An American may have invented the clam-infused tomato juice cocktail, but a Canadian perfected it and called it the “Caesar.” Walter Chell took months to perfect this Canadian cocktail to celebrate the Calgary Inn’s new restaurant, Marco’s Italian. Soon after the Caesar was created, Mott’s Beverage Company started to market their Clamato beverage, and now over 350 million Caesars are consumed in Canada each year.

You may know that there are more doughnut
shops per capita in Canada than anywhere else in the world (mainly due to the popularity of Tim Horton’s), but this also means we eat a lot more doughnuts than anyone else in the world. There are over 3,600 Tim Horton’s across Canada selling over 3 million doughnuts a day. And a doughnut just doesn’t taste the same without a cup of coffee. In 2016, Canadians drank 14 billion cups with
2 billion of those coming from Tim Horton’s.

Canadians love their beer. According to Beer Canada, Canadian adults drink around 63 litres per person every year. In total, that comes to about 22 million hectolitres drunk every year, 84% of which is Canadian brewed. And where there is beer, there are a lot of empty bottles. About 99% of beer bottles get returned for recycling in Canada.


Immediately following the Second World War, the Royal Canadian Navy was the third largest navy in the world. While many of the world’s powers were losing the majority of their ships in military engagements, Canada’s naval support role meant that it was able to produce more ships than it was losing. In fact, Canada was the only nation to end the war with more ships than it started with.

The Nile Expedition was Canada’s first overseas participation in a war. It began in 1884 when an uprising occurred in British-controlled Sudan. When British and Egyptian forces were captured by the rebelling Sudanese, Canada’s Governor General Landsdowne recruited 376 voyageurs (mainly lumbermen) to help rescue them. These voyageurs were skilled river navigators and for six months, they guided the expedition’s boats up the Nile River to Khartoum. Two days before they reached Sudan’s capital city however, the captives were killed, and the voyageurs returned home.

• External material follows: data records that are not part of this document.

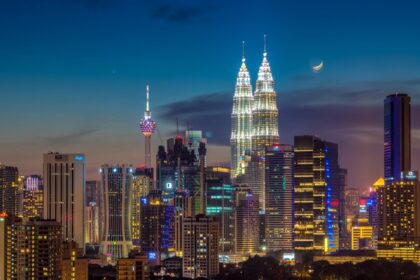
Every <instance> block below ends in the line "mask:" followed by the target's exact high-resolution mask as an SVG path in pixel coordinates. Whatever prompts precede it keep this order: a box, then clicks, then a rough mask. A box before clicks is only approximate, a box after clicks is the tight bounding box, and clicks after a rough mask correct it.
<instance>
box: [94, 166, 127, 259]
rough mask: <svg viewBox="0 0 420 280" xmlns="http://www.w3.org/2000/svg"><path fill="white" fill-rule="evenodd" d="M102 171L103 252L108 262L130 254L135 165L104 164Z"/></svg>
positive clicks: (102, 253) (102, 247)
mask: <svg viewBox="0 0 420 280" xmlns="http://www.w3.org/2000/svg"><path fill="white" fill-rule="evenodd" d="M100 172H101V177H102V181H101V187H102V191H101V194H102V198H101V202H100V205H101V213H102V214H101V217H102V219H103V221H102V230H101V233H102V234H101V235H102V238H101V248H100V250H101V253H102V254H103V255H105V256H107V257H108V262H110V263H114V264H115V263H116V261H117V259H118V258H126V257H128V253H129V252H130V250H131V249H132V246H133V244H132V241H131V224H130V218H131V207H130V206H131V205H130V188H131V184H132V180H133V172H134V170H133V168H132V167H131V166H128V165H115V166H110V165H103V166H101V168H100Z"/></svg>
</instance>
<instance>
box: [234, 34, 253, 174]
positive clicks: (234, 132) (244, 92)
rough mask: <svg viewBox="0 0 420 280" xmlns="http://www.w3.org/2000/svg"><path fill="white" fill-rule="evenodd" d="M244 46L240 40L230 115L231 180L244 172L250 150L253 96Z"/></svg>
mask: <svg viewBox="0 0 420 280" xmlns="http://www.w3.org/2000/svg"><path fill="white" fill-rule="evenodd" d="M244 46H245V42H242V65H241V68H240V69H239V73H238V77H237V79H236V87H235V94H234V96H233V109H232V115H231V120H232V127H231V137H230V149H231V167H232V168H231V178H232V179H233V180H235V178H236V177H238V176H239V175H241V174H243V173H244V167H243V161H244V157H245V154H246V153H247V152H248V153H249V152H250V151H251V136H252V102H253V97H252V88H251V80H250V77H249V72H248V69H247V68H246V65H245V54H244Z"/></svg>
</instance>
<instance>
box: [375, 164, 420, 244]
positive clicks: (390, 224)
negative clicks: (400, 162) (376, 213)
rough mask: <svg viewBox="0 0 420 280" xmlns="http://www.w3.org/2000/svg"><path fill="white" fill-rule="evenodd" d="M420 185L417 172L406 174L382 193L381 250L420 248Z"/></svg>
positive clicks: (379, 224)
mask: <svg viewBox="0 0 420 280" xmlns="http://www.w3.org/2000/svg"><path fill="white" fill-rule="evenodd" d="M419 198H420V185H419V183H418V179H417V172H412V171H409V172H403V173H402V174H401V178H400V179H399V180H395V179H394V181H392V183H389V184H388V185H387V186H385V187H383V188H380V189H379V192H378V207H379V208H378V209H379V211H378V212H379V213H378V215H379V216H378V217H379V241H378V249H393V248H404V247H415V246H416V245H417V246H418V244H420V243H419V237H420V201H419Z"/></svg>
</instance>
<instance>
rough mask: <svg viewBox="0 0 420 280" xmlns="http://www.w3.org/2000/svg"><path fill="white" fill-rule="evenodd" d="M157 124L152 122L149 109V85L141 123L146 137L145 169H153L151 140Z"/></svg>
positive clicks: (140, 124) (147, 84)
mask: <svg viewBox="0 0 420 280" xmlns="http://www.w3.org/2000/svg"><path fill="white" fill-rule="evenodd" d="M155 129H156V122H155V121H154V120H152V114H151V112H150V108H149V84H147V85H146V111H145V112H144V118H143V119H142V120H141V121H140V131H141V133H143V135H144V144H145V145H144V167H145V168H151V167H152V151H151V145H152V143H151V139H152V134H153V132H155Z"/></svg>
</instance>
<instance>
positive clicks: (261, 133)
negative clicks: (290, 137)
mask: <svg viewBox="0 0 420 280" xmlns="http://www.w3.org/2000/svg"><path fill="white" fill-rule="evenodd" d="M266 39H267V38H266V36H265V35H264V52H263V61H262V63H261V66H260V69H259V71H258V78H257V85H256V90H255V94H254V106H253V110H252V121H253V133H252V149H253V151H256V152H257V154H258V155H264V150H265V147H267V146H272V145H273V144H277V143H279V124H278V115H279V112H278V109H277V102H276V92H275V91H274V80H273V75H272V73H271V68H270V64H269V63H268V60H267V43H266V42H267V40H266Z"/></svg>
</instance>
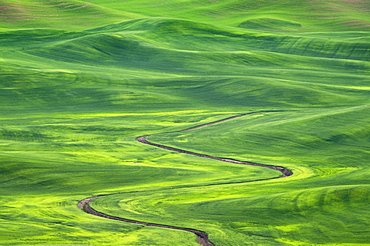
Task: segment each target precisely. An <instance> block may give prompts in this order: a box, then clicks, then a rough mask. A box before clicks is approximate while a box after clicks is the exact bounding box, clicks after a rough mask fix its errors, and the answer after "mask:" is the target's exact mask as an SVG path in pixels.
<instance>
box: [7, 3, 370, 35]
mask: <svg viewBox="0 0 370 246" xmlns="http://www.w3.org/2000/svg"><path fill="white" fill-rule="evenodd" d="M0 3H1V6H2V9H1V14H0V17H1V18H2V19H3V20H4V21H3V22H2V23H1V24H0V27H1V28H11V29H14V28H17V27H23V28H35V27H53V28H69V29H73V30H84V29H86V28H88V27H93V26H98V25H101V24H108V23H113V22H120V21H122V20H130V19H136V18H140V17H157V16H161V17H169V18H182V19H187V20H194V21H200V22H205V23H218V24H220V25H228V26H234V27H241V28H246V29H250V30H258V31H278V32H323V31H364V30H367V31H368V30H369V21H370V20H369V15H368V11H369V9H370V6H369V3H368V1H366V0H360V1H340V0H331V1H321V0H319V1H307V0H300V1H295V2H294V4H292V2H291V1H287V0H281V1H258V2H256V1H252V0H233V1H208V0H201V1H193V0H189V1H168V2H165V1H162V2H158V1H153V0H130V1H107V0H91V1H78V0H69V1H59V0H53V1H41V2H37V3H35V2H32V1H30V0H2V1H1V2H0Z"/></svg>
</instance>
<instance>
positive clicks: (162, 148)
mask: <svg viewBox="0 0 370 246" xmlns="http://www.w3.org/2000/svg"><path fill="white" fill-rule="evenodd" d="M264 112H277V111H260V112H251V113H247V114H241V115H237V116H232V117H229V118H225V119H222V120H218V121H214V122H211V123H207V124H203V125H199V126H195V127H192V128H188V129H185V130H182V131H190V130H194V129H197V128H200V127H205V126H209V125H214V124H218V123H221V122H224V121H227V120H232V119H235V118H239V117H242V116H246V115H251V114H255V113H264ZM149 136H151V135H146V136H141V137H138V138H136V140H137V141H138V142H140V143H143V144H148V145H151V146H154V147H158V148H161V149H165V150H170V151H175V152H179V153H184V154H188V155H194V156H198V157H203V158H209V159H214V160H218V161H224V162H231V163H235V164H242V165H251V166H259V167H266V168H270V169H274V170H277V171H280V172H281V173H282V174H283V175H282V176H280V177H277V178H283V177H287V176H291V175H292V174H293V172H292V171H290V170H289V169H286V168H284V167H279V166H270V165H264V164H258V163H253V162H245V161H238V160H234V159H229V158H221V157H214V156H210V155H204V154H199V153H196V152H191V151H187V150H182V149H177V148H173V147H170V146H166V145H161V144H156V143H153V142H149V141H148V140H147V138H148V137H149ZM277 178H271V179H277ZM103 196H108V195H101V196H95V197H90V198H85V199H83V200H82V201H80V202H79V203H78V208H80V209H81V210H83V211H85V212H86V213H89V214H92V215H96V216H99V217H103V218H107V219H111V220H118V221H123V222H128V223H134V224H140V225H146V226H156V227H163V228H168V229H174V230H181V231H187V232H191V233H194V234H195V235H196V236H197V240H198V243H199V244H200V245H202V246H214V244H213V243H212V242H210V241H209V240H208V234H207V233H206V232H203V231H199V230H195V229H190V228H183V227H177V226H169V225H161V224H155V223H147V222H141V221H136V220H129V219H124V218H120V217H115V216H111V215H107V214H104V213H101V212H99V211H96V210H95V209H93V208H92V207H91V206H90V202H91V201H92V200H94V199H96V198H99V197H103Z"/></svg>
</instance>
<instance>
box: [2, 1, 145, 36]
mask: <svg viewBox="0 0 370 246" xmlns="http://www.w3.org/2000/svg"><path fill="white" fill-rule="evenodd" d="M0 6H1V12H0V18H1V20H2V21H1V23H0V28H6V29H18V28H63V29H69V28H70V29H77V30H83V29H86V28H89V27H92V26H99V25H102V24H108V23H112V22H116V21H122V20H129V19H133V18H138V17H140V15H136V14H132V13H128V12H125V11H115V10H113V9H108V8H105V7H104V6H99V5H95V4H92V3H89V2H85V1H78V0H71V1H60V0H51V1H38V2H37V3H36V2H34V1H29V0H15V1H14V0H1V1H0Z"/></svg>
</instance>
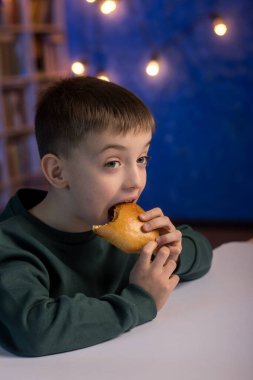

During the Cold War, it was common for governments to construct nuclear fallout shelters that they could retreat into in the event of a nuclear crisis. Canada was no different. Under the leadership of Prime Minister John Diefenbaker, the government constructed the “Central Emergency Government Headquarters,” an underground bunker located in a field just west of Ottawa. This bunker could house 565 government officials for a period of one month, which they hoped would be long enough for the radiation to subside. Today the shelter is open to the public as a museum and is affectionately called “The Diefenbunker.” t8n


Did You Know?

The Government of Canada is slated to spend a total of half a billion dollars on Canada 150 celebrations. This money is divided among nationwide celebration events, merchandise, and infrastructure improvements. It’s a lot of money, but it doesn’t even include the amount being spent by provincial and municipal governments on their own celebrations.

Fun Fact

Though 150 years may not seem like a long time, wars, colonization, and political instability mean that most of the world’s current nations were formed in the last 100 years, making Canada one of the older countries on the planet.